We currently have the following system and takes an additional 5-10 minutes:
- Clean w/soap & water
- Spray asthma inhaler Qvar 40 (or Flonase, a nasal allergy spray recommended by her Endo)
- Doughnut swipe with IV Prep (Minus "doughnut hole" where sensor wire punctures through skin)
- J&J Tough Pad
- Dexcom (with adhesive trimmed to fit onto Tough Pad without getting near edges)
- Wipe edges of both Dexcom G4 tape and Tough pad down with more IV Prep (to aid in sticking)
- Strips of Opsite flexifix tape down the edges of Dexcom/tough pad.
- One more strip that I place on the very edge of Dexcom transmitter (fat end only). I overlap a bit on the transmitter, the plastic casing, and the rest is on the adhesive. I do this along the back end then fold the opsite towards the body of the Dexcom (like a fat "U" shape) so that there is no gap between opsite and the transmitter.

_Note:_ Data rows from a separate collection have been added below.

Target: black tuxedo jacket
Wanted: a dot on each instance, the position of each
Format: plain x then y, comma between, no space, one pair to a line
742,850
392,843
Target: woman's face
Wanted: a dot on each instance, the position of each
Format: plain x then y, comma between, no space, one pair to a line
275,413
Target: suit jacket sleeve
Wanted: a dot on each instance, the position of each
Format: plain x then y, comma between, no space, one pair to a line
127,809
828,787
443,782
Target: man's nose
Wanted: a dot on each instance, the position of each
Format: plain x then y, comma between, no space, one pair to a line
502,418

-(Extra summertime fun requires vetwrap to help prevent tape from peeling. If you need help keeping the vetwrap on, make sure you tighten enough that you can fit a finger underneath the stretch but no more to where you are cutting off circulation or causing a compression low. Then secure the ends with a butterfly bandage.)

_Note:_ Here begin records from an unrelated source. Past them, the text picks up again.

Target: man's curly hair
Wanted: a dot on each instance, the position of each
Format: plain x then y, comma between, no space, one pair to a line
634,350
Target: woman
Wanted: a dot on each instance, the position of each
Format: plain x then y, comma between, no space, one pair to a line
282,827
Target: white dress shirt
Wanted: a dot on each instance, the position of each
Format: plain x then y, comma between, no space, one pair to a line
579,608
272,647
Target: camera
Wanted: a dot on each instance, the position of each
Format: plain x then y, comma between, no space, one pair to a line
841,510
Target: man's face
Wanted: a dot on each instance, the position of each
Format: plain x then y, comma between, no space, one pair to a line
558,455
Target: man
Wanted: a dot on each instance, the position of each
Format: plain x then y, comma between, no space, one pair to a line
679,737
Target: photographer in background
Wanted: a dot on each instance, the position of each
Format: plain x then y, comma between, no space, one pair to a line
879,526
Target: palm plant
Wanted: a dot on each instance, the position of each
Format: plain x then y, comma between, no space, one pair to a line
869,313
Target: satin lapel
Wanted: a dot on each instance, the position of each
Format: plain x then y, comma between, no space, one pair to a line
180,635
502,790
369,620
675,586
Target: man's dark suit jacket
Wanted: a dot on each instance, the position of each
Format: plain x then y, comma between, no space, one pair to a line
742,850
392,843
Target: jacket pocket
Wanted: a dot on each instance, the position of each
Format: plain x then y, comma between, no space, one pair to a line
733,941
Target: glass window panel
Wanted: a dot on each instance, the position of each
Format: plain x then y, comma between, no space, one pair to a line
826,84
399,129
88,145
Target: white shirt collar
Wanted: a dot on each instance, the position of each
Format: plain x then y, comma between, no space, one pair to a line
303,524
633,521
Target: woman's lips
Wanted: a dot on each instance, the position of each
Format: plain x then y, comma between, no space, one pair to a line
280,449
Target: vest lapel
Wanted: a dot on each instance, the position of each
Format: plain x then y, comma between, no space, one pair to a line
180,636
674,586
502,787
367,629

To remove the system on day 7, we use Unisolve to make sure all the adhesive is wiped off, then we wash the Unisolve off. Apply a good moisturizer.
The moral of this update is to not give up on the CGM. Because so far so good! We tend to rotate between 4-6 separate areas so that we do not reuse a site more than every 4-6 weeks or so. Compared to the previous chemical burn reaction though, we'll take a bit of pink bumps for those few times it gets a bit more irritated (and usually only notice a reaction to the Opsite Flexifix IF we have to re-do the tape at any point during the 7 days. If we don't add the IV prep/Qvar step underneath the Opsite, it seems like she turns red underneath the Opsite for a day with itching.) But overall, we have been using this system for about a year and a half now and found that it works as the only solution that will allow us to continue using the CGM. We rarely, rarely have failed sensors even with the IV prep and Tough Pad underneath. (I mean like maybe 1 per 6 months, if that?). And even better, Flonase is now available OTC so if you are unable to get the Qvar 40 from your doctor, just try the Flonase. It takes a lot longer to dry since it is liquid, but still worth it!
Update 7/17: We have decided to replace the Opsite Flexifix with the new Stayput Medical patches. We just weren't happy with the slight irritation left over from the Opsite and always had to ensure the edges weren't peeling up. We tested the Stayput patches for both our Omnipod and Dexcom sites and she hasn't reacted at ALL, which is fantastic. Also it has helped with the water issues we were having, we'd constantly worry about her in the pool or bathtub and if the Opsite would hold. The Stayput really do stay put, so in sweaty Florida weather, it has been a relief to not worry about an early site change from adhesive issues. They seem to be a bit bigger than some competing patches, which the smaller sizes and shapes of competitors like Grif Grips didn't seem to cover much skin outside the device adhesive and thus deterred us from bothering with them. So yay for something that works and isn't an allergen!